Re: anyone run a profiler on EMC?



Doug Fortune wrote:

> Is profiling being done on the executable to determine
> which subroutines have the greatest impact on speed?

We did some profiling with TestCenter (that's what the .tc executables
are in the emc/src/emctask/Makefile), and Tom Kramer, the G code
interpreter writer, ran profiling on the interpreter, but I'm sure there
can be some optimization. If you want (hint), run the Gnu profiler
(gprof?) and see what you come up with.

I believe that the code within each executable (emctask, emcio, emcmot)
is OK; the bottleneck is in the communication between them.
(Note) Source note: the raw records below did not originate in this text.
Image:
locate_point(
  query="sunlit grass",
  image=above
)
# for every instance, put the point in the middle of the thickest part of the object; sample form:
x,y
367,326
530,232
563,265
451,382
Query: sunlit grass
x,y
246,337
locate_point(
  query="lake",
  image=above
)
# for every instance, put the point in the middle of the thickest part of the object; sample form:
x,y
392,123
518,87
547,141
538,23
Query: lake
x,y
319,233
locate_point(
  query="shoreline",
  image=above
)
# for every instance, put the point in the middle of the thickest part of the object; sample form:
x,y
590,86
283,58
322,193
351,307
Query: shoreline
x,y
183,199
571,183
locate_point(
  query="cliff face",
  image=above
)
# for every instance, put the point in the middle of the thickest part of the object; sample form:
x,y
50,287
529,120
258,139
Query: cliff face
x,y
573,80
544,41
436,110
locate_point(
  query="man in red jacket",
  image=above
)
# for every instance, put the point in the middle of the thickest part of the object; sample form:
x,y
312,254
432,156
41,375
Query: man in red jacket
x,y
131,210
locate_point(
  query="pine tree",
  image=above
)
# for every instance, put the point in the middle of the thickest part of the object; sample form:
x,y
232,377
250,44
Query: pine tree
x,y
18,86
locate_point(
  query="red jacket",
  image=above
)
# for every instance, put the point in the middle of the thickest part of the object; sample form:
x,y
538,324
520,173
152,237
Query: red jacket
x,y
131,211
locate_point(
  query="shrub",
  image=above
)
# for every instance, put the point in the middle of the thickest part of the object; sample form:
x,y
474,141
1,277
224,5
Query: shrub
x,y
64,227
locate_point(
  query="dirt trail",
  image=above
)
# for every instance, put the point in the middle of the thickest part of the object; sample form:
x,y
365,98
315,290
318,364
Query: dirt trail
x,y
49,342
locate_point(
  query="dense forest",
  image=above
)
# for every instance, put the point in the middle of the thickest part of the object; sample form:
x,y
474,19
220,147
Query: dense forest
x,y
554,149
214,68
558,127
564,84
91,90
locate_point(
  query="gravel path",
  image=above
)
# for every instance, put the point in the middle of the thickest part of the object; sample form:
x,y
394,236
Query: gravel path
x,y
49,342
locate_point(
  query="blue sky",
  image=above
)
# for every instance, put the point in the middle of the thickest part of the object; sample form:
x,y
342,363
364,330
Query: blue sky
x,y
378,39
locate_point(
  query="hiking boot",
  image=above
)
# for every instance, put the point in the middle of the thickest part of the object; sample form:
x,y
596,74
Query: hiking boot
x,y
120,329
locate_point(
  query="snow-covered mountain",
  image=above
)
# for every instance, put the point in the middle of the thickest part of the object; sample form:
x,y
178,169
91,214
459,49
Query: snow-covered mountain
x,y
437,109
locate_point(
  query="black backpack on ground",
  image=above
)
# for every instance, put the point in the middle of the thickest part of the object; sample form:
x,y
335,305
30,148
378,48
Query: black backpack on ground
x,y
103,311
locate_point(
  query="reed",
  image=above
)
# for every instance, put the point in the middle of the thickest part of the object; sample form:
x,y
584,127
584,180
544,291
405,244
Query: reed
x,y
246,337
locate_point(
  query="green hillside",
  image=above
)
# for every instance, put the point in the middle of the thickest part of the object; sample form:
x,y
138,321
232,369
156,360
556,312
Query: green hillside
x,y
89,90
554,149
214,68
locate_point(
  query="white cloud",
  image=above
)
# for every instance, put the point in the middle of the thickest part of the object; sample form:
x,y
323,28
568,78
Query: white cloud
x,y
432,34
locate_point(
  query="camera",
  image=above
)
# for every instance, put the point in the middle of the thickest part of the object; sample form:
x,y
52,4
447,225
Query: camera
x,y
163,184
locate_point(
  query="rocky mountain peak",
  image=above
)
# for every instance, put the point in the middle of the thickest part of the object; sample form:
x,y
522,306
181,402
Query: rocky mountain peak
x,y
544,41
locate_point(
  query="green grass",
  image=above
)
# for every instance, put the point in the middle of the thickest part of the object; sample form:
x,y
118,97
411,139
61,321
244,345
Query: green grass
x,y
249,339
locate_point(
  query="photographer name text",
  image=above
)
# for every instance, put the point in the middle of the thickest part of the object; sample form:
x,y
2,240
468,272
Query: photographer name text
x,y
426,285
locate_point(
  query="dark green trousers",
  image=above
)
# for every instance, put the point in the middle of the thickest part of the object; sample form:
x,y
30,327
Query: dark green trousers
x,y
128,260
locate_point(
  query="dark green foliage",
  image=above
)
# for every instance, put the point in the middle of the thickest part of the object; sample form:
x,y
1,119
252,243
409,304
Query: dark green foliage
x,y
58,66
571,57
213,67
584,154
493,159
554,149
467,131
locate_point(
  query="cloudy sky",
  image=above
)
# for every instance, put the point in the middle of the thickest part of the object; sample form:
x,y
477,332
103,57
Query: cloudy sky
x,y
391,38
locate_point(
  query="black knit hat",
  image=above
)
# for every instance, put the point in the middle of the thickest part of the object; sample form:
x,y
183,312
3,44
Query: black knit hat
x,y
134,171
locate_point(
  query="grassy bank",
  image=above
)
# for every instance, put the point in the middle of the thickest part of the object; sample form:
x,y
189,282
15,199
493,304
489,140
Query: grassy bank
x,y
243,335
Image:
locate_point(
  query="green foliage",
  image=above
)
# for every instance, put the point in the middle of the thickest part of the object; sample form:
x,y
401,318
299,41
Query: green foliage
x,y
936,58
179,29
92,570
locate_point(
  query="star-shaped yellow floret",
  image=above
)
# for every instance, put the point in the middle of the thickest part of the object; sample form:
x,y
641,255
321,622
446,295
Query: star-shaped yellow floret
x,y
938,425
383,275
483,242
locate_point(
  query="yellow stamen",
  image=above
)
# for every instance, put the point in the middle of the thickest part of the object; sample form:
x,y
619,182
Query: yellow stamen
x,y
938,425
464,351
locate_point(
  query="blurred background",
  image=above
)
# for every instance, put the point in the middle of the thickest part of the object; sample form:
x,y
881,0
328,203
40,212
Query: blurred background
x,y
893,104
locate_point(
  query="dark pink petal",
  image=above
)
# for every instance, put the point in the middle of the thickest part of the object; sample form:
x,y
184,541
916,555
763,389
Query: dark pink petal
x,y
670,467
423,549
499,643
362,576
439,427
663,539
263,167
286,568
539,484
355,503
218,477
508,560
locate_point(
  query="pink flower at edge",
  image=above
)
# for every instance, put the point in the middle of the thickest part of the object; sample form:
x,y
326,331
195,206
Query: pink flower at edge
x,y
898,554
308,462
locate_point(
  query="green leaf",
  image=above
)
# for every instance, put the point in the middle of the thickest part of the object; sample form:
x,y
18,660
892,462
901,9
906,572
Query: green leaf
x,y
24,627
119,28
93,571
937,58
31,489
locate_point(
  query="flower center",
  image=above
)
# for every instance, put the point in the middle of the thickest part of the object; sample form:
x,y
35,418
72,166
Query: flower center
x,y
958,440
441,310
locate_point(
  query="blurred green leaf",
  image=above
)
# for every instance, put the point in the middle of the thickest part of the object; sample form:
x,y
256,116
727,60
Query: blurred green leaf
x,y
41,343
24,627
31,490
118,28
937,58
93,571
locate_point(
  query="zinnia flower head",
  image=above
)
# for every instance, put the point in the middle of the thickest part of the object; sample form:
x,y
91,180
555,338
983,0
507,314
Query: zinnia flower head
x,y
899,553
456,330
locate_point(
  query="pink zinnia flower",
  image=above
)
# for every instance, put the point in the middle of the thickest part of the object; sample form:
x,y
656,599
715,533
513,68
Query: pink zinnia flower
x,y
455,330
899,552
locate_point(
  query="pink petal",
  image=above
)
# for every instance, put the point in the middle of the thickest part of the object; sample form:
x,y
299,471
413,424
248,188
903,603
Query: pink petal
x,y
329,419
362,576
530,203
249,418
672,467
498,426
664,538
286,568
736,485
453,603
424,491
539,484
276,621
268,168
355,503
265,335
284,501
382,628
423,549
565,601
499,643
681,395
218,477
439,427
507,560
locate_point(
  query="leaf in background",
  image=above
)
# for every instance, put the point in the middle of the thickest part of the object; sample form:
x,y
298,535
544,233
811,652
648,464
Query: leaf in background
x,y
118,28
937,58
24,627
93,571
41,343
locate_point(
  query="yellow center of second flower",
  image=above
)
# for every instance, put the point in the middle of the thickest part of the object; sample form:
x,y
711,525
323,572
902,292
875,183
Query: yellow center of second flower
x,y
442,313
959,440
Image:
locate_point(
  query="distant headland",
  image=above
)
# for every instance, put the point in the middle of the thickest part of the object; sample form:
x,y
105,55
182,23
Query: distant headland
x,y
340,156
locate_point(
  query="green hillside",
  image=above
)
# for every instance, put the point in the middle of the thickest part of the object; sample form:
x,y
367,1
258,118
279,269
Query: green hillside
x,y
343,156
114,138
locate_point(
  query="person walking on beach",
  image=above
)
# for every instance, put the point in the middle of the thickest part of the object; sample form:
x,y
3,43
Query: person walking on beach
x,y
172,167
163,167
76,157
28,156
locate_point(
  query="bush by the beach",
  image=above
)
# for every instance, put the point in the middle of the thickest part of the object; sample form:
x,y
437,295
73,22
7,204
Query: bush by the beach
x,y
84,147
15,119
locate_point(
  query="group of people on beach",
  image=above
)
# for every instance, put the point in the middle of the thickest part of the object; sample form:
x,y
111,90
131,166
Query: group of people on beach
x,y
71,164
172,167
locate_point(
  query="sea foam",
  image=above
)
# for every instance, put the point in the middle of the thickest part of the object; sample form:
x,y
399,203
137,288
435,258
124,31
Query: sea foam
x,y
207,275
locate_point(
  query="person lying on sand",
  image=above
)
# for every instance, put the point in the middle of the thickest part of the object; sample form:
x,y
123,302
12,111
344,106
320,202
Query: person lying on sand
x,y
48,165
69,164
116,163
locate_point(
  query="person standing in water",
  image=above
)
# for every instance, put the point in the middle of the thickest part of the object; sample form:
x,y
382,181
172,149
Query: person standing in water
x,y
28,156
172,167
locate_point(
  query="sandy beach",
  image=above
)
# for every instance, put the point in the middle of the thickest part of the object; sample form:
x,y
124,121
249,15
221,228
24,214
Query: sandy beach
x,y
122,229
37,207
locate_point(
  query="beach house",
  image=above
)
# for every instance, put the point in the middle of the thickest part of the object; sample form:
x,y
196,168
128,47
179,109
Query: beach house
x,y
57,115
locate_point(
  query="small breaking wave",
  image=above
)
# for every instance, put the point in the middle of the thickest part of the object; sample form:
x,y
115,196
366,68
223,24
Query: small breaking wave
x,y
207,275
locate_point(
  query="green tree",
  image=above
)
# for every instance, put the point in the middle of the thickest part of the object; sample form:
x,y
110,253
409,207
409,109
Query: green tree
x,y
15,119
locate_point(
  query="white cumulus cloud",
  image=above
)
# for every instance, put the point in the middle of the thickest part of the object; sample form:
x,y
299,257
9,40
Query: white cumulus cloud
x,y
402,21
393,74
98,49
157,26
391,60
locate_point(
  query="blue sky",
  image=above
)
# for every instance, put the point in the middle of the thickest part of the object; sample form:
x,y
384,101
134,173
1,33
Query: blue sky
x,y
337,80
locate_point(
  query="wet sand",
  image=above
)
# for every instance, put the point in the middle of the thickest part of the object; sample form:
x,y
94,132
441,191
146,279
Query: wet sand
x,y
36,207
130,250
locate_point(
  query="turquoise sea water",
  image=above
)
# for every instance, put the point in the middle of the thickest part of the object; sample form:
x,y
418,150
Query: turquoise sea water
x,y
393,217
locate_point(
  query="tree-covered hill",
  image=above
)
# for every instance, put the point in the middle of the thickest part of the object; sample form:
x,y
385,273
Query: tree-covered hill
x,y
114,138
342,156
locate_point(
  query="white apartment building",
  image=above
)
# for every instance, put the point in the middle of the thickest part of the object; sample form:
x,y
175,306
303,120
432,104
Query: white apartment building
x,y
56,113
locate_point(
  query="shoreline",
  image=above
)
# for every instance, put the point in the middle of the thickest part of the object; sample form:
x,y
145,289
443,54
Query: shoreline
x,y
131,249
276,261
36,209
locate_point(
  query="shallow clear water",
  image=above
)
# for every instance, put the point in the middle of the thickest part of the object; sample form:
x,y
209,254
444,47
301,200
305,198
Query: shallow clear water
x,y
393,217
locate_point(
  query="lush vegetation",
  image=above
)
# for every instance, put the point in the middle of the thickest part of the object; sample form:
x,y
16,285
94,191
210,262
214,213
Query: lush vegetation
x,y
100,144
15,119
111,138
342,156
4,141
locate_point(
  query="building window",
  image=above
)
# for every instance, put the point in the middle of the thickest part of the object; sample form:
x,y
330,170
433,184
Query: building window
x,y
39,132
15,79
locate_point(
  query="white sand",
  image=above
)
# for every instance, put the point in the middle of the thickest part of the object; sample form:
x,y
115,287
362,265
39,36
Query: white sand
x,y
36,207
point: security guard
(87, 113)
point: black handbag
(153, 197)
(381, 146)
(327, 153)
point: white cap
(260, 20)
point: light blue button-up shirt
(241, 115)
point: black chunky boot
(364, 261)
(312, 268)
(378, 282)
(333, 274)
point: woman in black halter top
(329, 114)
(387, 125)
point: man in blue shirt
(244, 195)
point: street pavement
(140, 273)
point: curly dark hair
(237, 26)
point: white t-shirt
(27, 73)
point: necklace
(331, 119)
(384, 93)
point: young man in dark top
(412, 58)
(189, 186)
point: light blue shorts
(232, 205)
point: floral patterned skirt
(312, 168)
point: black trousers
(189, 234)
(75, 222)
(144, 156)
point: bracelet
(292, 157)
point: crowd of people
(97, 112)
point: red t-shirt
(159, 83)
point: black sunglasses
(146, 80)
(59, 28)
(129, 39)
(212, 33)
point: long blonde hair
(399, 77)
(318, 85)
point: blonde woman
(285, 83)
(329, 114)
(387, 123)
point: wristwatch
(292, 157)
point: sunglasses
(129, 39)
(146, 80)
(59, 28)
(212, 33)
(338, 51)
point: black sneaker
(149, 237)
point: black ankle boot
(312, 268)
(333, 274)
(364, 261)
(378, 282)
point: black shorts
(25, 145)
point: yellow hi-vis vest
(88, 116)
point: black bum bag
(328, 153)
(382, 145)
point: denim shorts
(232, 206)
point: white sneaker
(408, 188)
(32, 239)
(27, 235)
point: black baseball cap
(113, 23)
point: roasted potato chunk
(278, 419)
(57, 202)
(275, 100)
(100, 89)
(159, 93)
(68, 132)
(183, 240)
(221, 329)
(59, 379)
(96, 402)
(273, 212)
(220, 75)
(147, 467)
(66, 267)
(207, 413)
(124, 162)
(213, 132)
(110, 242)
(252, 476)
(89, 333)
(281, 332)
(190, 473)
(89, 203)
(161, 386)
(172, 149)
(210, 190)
This won't
show up on profiling.

In particular, I tried running contouring programs on a version of the
EMC that uses a segment queueing algorithm written by a guest
researcher. This is the emcsegmot stuff in emc/src/emcmot/Makefile. We
had to reduce the emctask cycle time to "zero", meaning run in a
full-out loop with no Unix sleeps, to get to about 300 blocks per
second. The execution sequence within emctaskmain.cc drops between
several points where the G code line is read, the preconditions are
looked at, the message is sent, the postconditions are looked at, and
the next line is read. There is undoubtedly a more efficient way to do
this, short of full-out execution with no sleeps.

The communication between emctask and emcmot also affects throughput.
It's done via shared memory using split data detection, and this affects
throughput in a nondeterministic way.